“我觉得我的腰带有点松。”我很认真。
火核没说话,伸手来任劳任怨地帮忙扎紧一点。
我很满意,点着头夸他:“比斑哥系得好多了,这样就不担心到时候打起来会不方便了。”
青年短暂的沉默了一下。
如果是刚认识时候的火核,现在可能已经抖着嗓子请我别开这样的玩笑了,但经过上次没什么保留的谈话,他已经……进化了。
“下次有这种安排请提前通知,泉奈大人,”屋子里还有其他请来帮忙收拾的人,所以他说得很克制,“毁、处理后续需要时间。”
他是不是想说毁尸灭迹来着?
倒是没问为什么,因为明眼人都能看出来,在大名的使者面前,宇智波与千手的关系不能太融洽。

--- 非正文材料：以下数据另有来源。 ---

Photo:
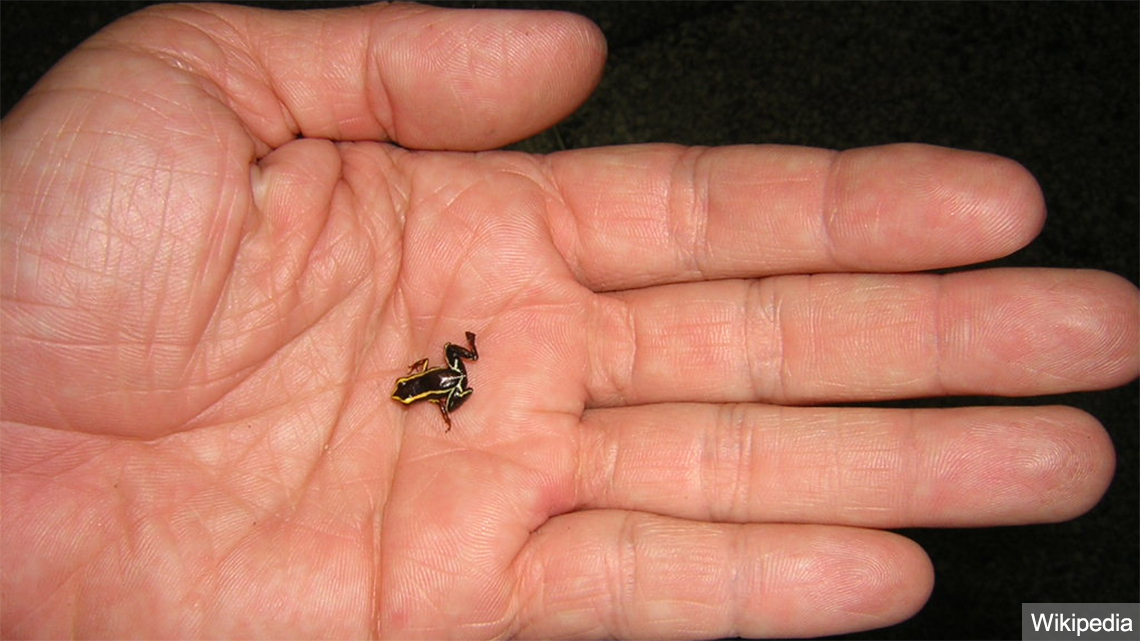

尤其是两位族长,已经用武力威慑了对方一番——虽然那两个人应该没有这个意思——现在还是递出个方便拿捏的把柄更好一些。
有句话叫光脚的不怕穿鞋的……给人家一双鞋穿也没什么。
千手扉间应该也是这么想的。
因为这家伙在结盟现场看到我的第一眼,就脱口而出了一句非常真切的震惊:“你没死?!”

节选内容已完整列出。